One of the disadvantages of going on holiday, to a place without web access, is that you miss slices of pure crazy. This one involves everyone’s favourite games industry celeb Tim Langdell.

If you don’t know the story, Langdell ran a couple of software companies in the 1980s that released games for home computers. One of the most fondly remembered is Bobby Bearing, an isometric adventure game created by Robert Figgins and Trevor Figgins.
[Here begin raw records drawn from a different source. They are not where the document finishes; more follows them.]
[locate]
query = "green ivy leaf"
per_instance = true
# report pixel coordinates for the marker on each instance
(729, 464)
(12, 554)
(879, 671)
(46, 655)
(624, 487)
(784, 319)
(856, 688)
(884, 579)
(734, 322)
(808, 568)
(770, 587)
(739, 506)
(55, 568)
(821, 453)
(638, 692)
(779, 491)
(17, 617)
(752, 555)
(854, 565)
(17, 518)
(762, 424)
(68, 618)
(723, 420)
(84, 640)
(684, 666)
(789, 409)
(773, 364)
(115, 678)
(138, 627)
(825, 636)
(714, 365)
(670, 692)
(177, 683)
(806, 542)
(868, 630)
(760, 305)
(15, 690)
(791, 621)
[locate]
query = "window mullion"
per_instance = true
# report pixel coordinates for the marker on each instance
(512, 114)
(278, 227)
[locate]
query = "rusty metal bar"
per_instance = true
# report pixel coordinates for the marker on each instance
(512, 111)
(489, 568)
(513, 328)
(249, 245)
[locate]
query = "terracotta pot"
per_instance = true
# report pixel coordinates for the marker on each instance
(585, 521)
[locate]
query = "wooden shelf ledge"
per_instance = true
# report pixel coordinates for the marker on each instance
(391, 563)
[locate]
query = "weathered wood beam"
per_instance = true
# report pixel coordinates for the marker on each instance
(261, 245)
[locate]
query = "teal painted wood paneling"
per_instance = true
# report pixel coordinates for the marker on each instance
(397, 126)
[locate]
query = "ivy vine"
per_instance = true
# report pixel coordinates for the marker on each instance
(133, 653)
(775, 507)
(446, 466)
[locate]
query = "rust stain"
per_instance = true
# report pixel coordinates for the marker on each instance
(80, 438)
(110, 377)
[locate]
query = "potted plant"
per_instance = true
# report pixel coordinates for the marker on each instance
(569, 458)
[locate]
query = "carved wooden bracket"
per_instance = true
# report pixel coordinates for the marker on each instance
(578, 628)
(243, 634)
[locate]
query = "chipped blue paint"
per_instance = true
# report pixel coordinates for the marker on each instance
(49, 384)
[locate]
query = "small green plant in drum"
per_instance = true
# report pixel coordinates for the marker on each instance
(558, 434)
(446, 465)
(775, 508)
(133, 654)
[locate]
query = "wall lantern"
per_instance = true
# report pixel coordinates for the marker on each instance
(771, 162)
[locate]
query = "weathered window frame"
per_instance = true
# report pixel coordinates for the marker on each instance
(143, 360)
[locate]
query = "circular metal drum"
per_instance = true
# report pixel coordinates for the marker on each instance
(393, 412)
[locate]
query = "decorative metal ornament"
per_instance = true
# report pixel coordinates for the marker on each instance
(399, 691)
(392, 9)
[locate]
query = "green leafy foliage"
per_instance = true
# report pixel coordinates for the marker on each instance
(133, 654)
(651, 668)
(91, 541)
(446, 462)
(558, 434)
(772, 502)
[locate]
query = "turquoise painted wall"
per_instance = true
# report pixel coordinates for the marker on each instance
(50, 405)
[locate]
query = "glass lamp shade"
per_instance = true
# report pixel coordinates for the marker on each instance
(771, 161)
Little was heard of Langdell during the 1990s and beyond, but he rose to infamy when he started suing the pants off of iOS developers (and others) who had the audacity to use the word ‘Edge’ in their videogame titles and other products. (The full story can be found at ChaosEdge.) Indie game developer Mobigame got hit particularly hard, with Langdell claiming its Edge game was somehow ripping off both his brand and Bobby Bearing, arguing that it had been named to capitalise on Langdell’s ‘famous’ trademark. This was, of course, total bollocks.

Langdell came unstuck when he decided to sue EA over Mirror’s Edge. The software giant used its powers for good, assisted indie developers being attacked by Langdell, and pretty much smashed him into the ground, culminating in his marks being removed. And with Langdell using all kinds of bizarre material in his ‘defence’, including a fake cover of a non-existent US version of Edge magazine, along with using a variant on the magazine’s logo for his company, he awoke the sleeping beast that is Future Publishing’s legal department. John Walker at Rock, Paper, Shotgun, offers a fantastic report into how Langdell fared there. (Spoiler: not well.)

Amazingly, though, on June 30, Edge did actually release a new game, which is supposedly a sequel to Bobby Bearing. Presumably, it’s called Bobby Bearing 2, you’d think, but you’d be wrong. Sort of. While the game is called Bobby Bearing 2 – “ReRolled” on its title screen, it has a subtly different name on the App Store: EDGEBobby2. Yeah, that sounds like an obvious, intuitive name for the game, and not at all some kind of attempt to ‘prove’ to courts that Langdell was making games that utilised his ‘famous’ mark (that, note, he no longer holds). I only hope he won’t use this to launch yet more crazy attacks on iOS developers.

Oh, and the game not only looks like crap but also plays poorly and isn’t a patch on its 25-year-old prequel-of-sorts.